Dorrin and Vess turned to find a crowd of men around them, holding bits and pieces of their village, faces worn and gaunt.
“It would be death to seek out the God of the mountaintop,” the red-haired man stepped in front of Sebastian and his mother. “No one dares set foot on that summit. Our God is all knowing…all seeing. He will discover your treachery and kill you. He is as tall as the great trees in the forest down below. He sees in front and behind at once. Not even an army could challenge him.”

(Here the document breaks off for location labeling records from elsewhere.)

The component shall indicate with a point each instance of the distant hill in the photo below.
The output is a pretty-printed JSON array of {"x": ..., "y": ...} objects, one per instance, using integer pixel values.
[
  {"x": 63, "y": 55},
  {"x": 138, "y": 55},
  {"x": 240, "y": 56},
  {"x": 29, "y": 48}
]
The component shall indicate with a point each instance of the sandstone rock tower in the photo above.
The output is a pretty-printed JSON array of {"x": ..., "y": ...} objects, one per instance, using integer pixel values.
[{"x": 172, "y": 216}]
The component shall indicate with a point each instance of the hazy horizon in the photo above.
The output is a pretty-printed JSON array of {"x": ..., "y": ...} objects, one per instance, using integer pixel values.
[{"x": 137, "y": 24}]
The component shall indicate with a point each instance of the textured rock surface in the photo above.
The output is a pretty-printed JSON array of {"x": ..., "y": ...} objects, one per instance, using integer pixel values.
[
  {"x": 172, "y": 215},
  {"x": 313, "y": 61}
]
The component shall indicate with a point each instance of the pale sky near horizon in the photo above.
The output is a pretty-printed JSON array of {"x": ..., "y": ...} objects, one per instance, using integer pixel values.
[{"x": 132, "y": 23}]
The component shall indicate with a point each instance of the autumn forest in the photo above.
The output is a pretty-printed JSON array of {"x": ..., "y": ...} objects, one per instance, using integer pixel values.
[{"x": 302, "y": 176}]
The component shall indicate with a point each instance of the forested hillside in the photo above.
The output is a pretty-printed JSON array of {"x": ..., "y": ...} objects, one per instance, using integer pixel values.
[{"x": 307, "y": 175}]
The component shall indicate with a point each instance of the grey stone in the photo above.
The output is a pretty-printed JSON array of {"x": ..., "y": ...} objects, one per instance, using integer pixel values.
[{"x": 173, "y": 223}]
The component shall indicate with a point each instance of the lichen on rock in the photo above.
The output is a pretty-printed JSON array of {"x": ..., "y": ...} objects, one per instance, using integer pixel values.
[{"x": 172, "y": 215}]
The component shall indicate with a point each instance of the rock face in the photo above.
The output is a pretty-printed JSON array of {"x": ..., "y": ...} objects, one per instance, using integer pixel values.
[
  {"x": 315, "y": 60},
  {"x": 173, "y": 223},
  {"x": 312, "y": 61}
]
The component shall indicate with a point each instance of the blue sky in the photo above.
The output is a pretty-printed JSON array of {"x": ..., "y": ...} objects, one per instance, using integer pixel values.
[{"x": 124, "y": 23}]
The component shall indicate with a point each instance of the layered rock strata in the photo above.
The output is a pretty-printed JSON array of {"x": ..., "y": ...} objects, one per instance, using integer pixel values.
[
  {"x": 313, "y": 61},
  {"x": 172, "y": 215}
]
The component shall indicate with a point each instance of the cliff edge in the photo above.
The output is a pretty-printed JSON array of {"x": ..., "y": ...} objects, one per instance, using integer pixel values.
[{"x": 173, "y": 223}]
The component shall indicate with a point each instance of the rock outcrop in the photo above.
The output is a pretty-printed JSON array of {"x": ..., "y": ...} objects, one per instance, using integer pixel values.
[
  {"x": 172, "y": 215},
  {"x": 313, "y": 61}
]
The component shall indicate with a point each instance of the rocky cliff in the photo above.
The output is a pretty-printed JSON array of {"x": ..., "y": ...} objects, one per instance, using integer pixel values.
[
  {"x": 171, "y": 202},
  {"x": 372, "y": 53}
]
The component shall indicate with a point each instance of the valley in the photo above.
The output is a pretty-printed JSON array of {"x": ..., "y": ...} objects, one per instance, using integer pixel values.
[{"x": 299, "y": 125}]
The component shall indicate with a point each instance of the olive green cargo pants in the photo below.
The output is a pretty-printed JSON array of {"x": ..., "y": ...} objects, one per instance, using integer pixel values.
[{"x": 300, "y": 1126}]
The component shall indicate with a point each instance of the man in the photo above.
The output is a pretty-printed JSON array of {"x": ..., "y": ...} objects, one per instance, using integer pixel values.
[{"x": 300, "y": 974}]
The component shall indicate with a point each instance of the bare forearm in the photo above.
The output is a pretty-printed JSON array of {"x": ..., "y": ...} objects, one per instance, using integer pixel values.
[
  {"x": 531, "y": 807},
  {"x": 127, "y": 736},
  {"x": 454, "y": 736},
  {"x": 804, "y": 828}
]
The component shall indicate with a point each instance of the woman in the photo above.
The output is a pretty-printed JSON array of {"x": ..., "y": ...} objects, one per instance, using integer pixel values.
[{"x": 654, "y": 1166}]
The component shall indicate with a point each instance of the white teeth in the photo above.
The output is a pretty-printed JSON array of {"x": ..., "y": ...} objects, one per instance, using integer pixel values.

“We have faced death many times my friend,” Dorrin said with a smile. “And we are both still here to tell the tales. All we want is to speak with him. Surely, any God would welcome that of us mere mortals.”
“I am unsure…our faith led us to this mountain many years ago. My ancestors have always worshiped at the foot of this Mountain. Their stories tell us of a great one that will come out of the mountain to guide us.”
“Your God is not guiding you,” Dorrin said. “He is destroying you. No God destroys his followers.”
“He is right!” A voice called from the crowd. Other voices began to follow. The small village gathered around the strangers, a hint of hope suddenly in their eyes.
“Let them at least try, my husband,” Sebastian’s mother placed her hands on the red-haired man’s shoulders. “We can be no worse off than we are now.”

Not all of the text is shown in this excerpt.